Conversations with Friends by Sally Rooney

"I had no plans as to my future financial sustainability: I never wanted to earn money for doing anything. ...I knew that I would eventually have to enter full-time employment, I certainly never fantasized about a radiant future where I was paid to perform an economic role. Sometimes this felt like a failure to take an interest in my own life, which depressed me. On the other hand, I felt that my disinterest in wealth was ideologically healthy."

"I liked to sit in the library...allowing my sense of time and personal identity to dissolve as the light dimmed outside the windows. I would open fifteen tabs on my web browser while producing phrases like 'epistemic rearticulation' and 'operant discursive practices.' I mostly forgot to eat on days like this and emerged in the eveing with a fine, shrill headache." (It could be noted that I am currently typing in a library. Granola bag in my bag. Having eaten a handful of cashews with my dark roast this morning.)

"Actors learn to communicate things without feeling them, I thought."

"I looked at her like she was something very far away from me, a friend I used to have, or someone whose name I didn't remember."

"Was I kind to others? Did I only worry about this question becaase as a woman I felt required to put the needs of others before my own? Was 'kindness' just another term for submission in the face of conflict? These were the kind of things I wrote about in my diary as a teenager: as a feminist I have the right not to love anyone."

"If there's one thing you can say for fascism, it had some good poets."

"Physically I felt almost nothing, just a mild discomfort. I let myself become rigid and silent, waiting for him to notice my rigidity and stop what he was doing, but he didn't. I considered asking him to stop, but the idea that he might ignore me felt more serious than the situation needed to be. Don't get yourself into a big legal thing, I thought. Just lay there and let him continue. He asked me if I liked it rough and I told him I didn't think so, but he pulled my hair anyway. I wanted to laugh, and after that I hated myself for feeling superior." 


"I realized my life would be full of mundane physical suffering, and that there was nothing special about it. Suffering wouldn't make me special, and pretending not to suffer would't make me special.

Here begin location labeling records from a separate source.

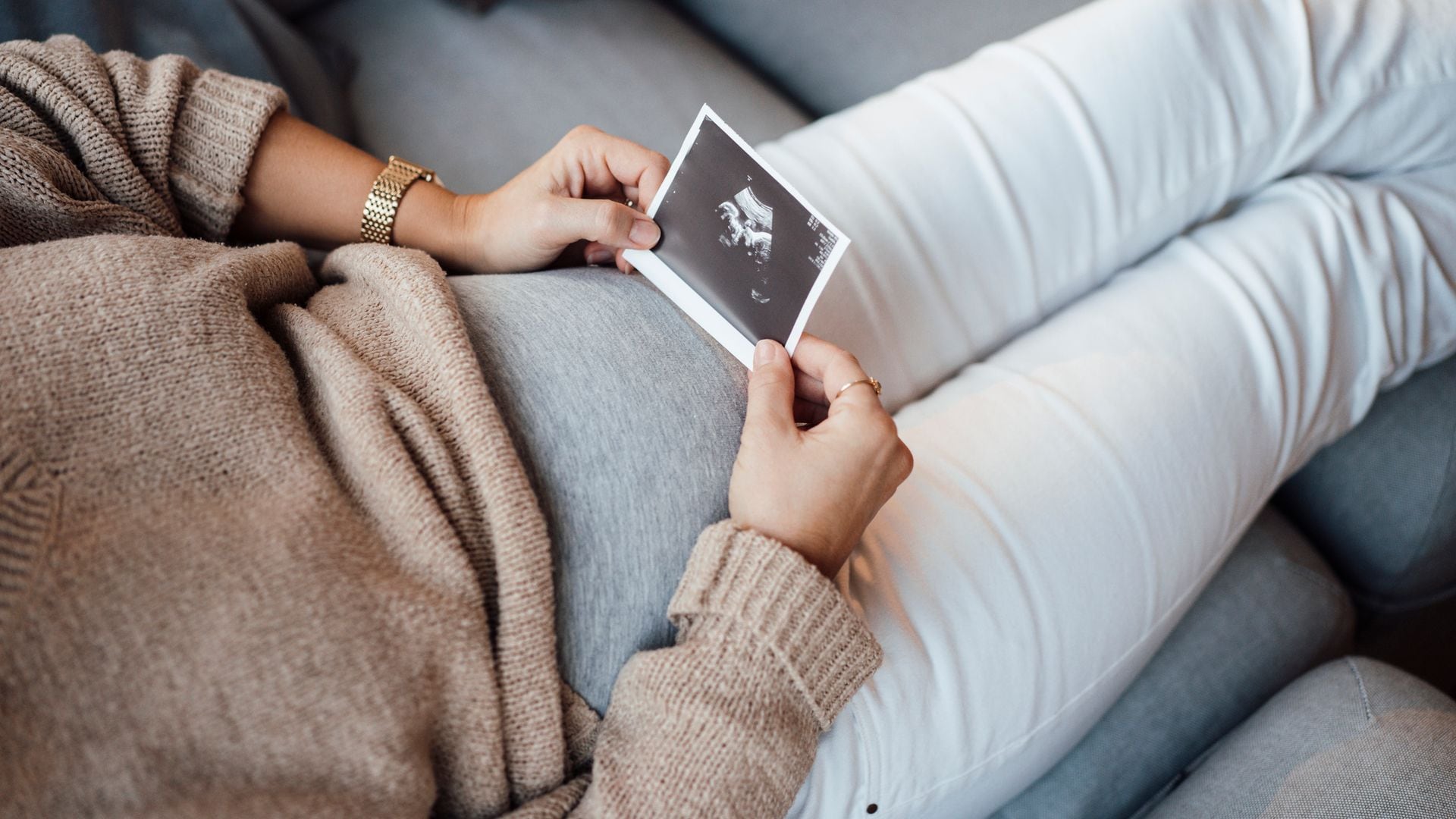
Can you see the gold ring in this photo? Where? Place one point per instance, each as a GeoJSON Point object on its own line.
{"type": "Point", "coordinates": [867, 379]}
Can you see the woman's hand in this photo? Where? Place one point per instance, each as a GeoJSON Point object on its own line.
{"type": "Point", "coordinates": [814, 488]}
{"type": "Point", "coordinates": [566, 207]}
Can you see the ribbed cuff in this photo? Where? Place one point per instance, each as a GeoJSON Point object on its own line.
{"type": "Point", "coordinates": [769, 589]}
{"type": "Point", "coordinates": [213, 145]}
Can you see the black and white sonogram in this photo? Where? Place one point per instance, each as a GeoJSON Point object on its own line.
{"type": "Point", "coordinates": [742, 240]}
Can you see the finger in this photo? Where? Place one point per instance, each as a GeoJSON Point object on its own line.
{"type": "Point", "coordinates": [617, 164]}
{"type": "Point", "coordinates": [808, 413]}
{"type": "Point", "coordinates": [770, 391]}
{"type": "Point", "coordinates": [623, 264]}
{"type": "Point", "coordinates": [808, 388]}
{"type": "Point", "coordinates": [835, 368]}
{"type": "Point", "coordinates": [601, 221]}
{"type": "Point", "coordinates": [599, 254]}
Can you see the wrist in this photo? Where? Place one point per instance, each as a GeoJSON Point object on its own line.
{"type": "Point", "coordinates": [425, 221]}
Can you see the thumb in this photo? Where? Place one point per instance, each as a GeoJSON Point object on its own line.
{"type": "Point", "coordinates": [601, 221]}
{"type": "Point", "coordinates": [770, 390]}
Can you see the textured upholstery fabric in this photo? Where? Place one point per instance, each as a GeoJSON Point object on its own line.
{"type": "Point", "coordinates": [1350, 739]}
{"type": "Point", "coordinates": [1272, 613]}
{"type": "Point", "coordinates": [1382, 500]}
{"type": "Point", "coordinates": [478, 96]}
{"type": "Point", "coordinates": [830, 55]}
{"type": "Point", "coordinates": [240, 37]}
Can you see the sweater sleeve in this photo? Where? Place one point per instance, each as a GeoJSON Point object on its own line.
{"type": "Point", "coordinates": [120, 145]}
{"type": "Point", "coordinates": [726, 722]}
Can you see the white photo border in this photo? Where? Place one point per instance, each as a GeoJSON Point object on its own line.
{"type": "Point", "coordinates": [655, 270]}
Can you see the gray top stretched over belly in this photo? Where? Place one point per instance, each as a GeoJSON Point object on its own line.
{"type": "Point", "coordinates": [628, 420]}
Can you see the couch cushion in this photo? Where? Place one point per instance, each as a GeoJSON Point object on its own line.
{"type": "Point", "coordinates": [830, 55]}
{"type": "Point", "coordinates": [1353, 738]}
{"type": "Point", "coordinates": [1272, 613]}
{"type": "Point", "coordinates": [478, 96]}
{"type": "Point", "coordinates": [1381, 503]}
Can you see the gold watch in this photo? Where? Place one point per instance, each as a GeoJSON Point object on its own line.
{"type": "Point", "coordinates": [383, 199]}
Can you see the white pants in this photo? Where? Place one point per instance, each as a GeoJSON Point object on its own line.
{"type": "Point", "coordinates": [1270, 184]}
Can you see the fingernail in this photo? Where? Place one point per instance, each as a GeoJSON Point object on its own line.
{"type": "Point", "coordinates": [762, 353]}
{"type": "Point", "coordinates": [644, 234]}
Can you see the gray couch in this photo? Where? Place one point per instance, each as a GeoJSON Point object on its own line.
{"type": "Point", "coordinates": [1248, 706]}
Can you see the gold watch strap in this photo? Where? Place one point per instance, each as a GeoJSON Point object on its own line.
{"type": "Point", "coordinates": [383, 199]}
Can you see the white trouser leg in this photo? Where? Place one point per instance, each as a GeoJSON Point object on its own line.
{"type": "Point", "coordinates": [986, 196]}
{"type": "Point", "coordinates": [1074, 493]}
{"type": "Point", "coordinates": [1076, 490]}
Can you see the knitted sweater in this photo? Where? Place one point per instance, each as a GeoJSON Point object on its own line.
{"type": "Point", "coordinates": [265, 547]}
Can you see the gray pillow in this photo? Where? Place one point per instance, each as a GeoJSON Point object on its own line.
{"type": "Point", "coordinates": [1381, 503]}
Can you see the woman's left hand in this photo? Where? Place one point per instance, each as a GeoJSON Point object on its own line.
{"type": "Point", "coordinates": [565, 209]}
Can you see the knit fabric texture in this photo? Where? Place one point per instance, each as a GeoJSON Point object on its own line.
{"type": "Point", "coordinates": [265, 545]}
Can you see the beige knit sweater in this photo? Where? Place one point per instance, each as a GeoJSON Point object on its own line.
{"type": "Point", "coordinates": [265, 548]}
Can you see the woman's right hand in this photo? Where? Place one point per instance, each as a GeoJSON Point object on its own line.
{"type": "Point", "coordinates": [814, 488]}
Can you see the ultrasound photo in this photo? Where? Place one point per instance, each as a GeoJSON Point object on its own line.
{"type": "Point", "coordinates": [743, 241]}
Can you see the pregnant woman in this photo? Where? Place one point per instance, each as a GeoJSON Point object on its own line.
{"type": "Point", "coordinates": [1272, 183]}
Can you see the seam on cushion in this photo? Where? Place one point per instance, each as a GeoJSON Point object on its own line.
{"type": "Point", "coordinates": [1386, 605]}
{"type": "Point", "coordinates": [1365, 695]}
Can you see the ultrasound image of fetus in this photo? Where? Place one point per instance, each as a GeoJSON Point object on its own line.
{"type": "Point", "coordinates": [747, 223]}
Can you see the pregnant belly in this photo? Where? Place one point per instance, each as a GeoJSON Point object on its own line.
{"type": "Point", "coordinates": [628, 420]}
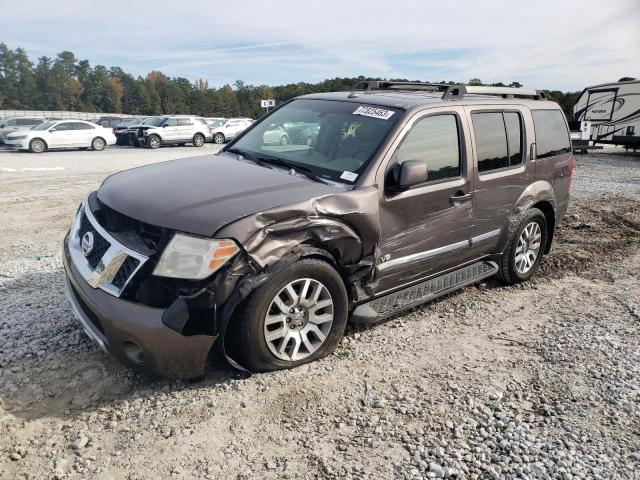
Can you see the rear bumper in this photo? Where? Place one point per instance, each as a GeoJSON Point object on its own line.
{"type": "Point", "coordinates": [132, 332]}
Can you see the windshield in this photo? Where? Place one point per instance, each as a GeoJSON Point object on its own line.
{"type": "Point", "coordinates": [156, 122]}
{"type": "Point", "coordinates": [45, 125]}
{"type": "Point", "coordinates": [335, 140]}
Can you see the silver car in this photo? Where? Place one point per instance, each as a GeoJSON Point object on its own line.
{"type": "Point", "coordinates": [228, 129]}
{"type": "Point", "coordinates": [14, 124]}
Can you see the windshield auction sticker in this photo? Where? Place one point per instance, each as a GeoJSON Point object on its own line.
{"type": "Point", "coordinates": [374, 112]}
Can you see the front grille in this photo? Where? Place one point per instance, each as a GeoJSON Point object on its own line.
{"type": "Point", "coordinates": [124, 273]}
{"type": "Point", "coordinates": [103, 261]}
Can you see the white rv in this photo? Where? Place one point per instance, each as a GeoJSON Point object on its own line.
{"type": "Point", "coordinates": [610, 113]}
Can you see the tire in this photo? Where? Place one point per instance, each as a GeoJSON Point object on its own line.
{"type": "Point", "coordinates": [198, 140]}
{"type": "Point", "coordinates": [154, 142]}
{"type": "Point", "coordinates": [37, 145]}
{"type": "Point", "coordinates": [531, 235]}
{"type": "Point", "coordinates": [98, 144]}
{"type": "Point", "coordinates": [255, 342]}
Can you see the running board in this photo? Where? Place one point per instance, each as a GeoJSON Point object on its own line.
{"type": "Point", "coordinates": [384, 307]}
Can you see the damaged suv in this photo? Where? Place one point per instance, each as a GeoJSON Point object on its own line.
{"type": "Point", "coordinates": [408, 191]}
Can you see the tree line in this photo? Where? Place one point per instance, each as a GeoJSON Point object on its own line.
{"type": "Point", "coordinates": [66, 83]}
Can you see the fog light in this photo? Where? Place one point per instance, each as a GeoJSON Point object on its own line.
{"type": "Point", "coordinates": [133, 352]}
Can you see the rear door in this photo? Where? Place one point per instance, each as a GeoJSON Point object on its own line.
{"type": "Point", "coordinates": [425, 229]}
{"type": "Point", "coordinates": [502, 171]}
{"type": "Point", "coordinates": [60, 136]}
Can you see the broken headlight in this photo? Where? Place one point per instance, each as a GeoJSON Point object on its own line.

Talking about it, or even writing about it, would not transform the suffering into something useful. Nothing would." 

"The time moved past visibly on the illuminated onscreen clock and yet I still felt as though I didn't notice it passing. Gradually the waiting began to feel less like waiting and more like this was simply what life was: the distracting tasks undertaken while the thing you are waiting for continues not to happen." 










Lena Dunham is a liar. I wanted to hate this book so I could earnestly type that sentence in regards to literary endorsements. However, after months of picking up Rooney's much-lauded debut and putting it down, uninterested, it was Dunham's Instagram post that made me take a fourteenth look at this book. AND I LOVED IT. 




"She never seemed to be either fully serious or fully joking. As a result I had learned to adopt a kind of zen acceptance of the weird things she said."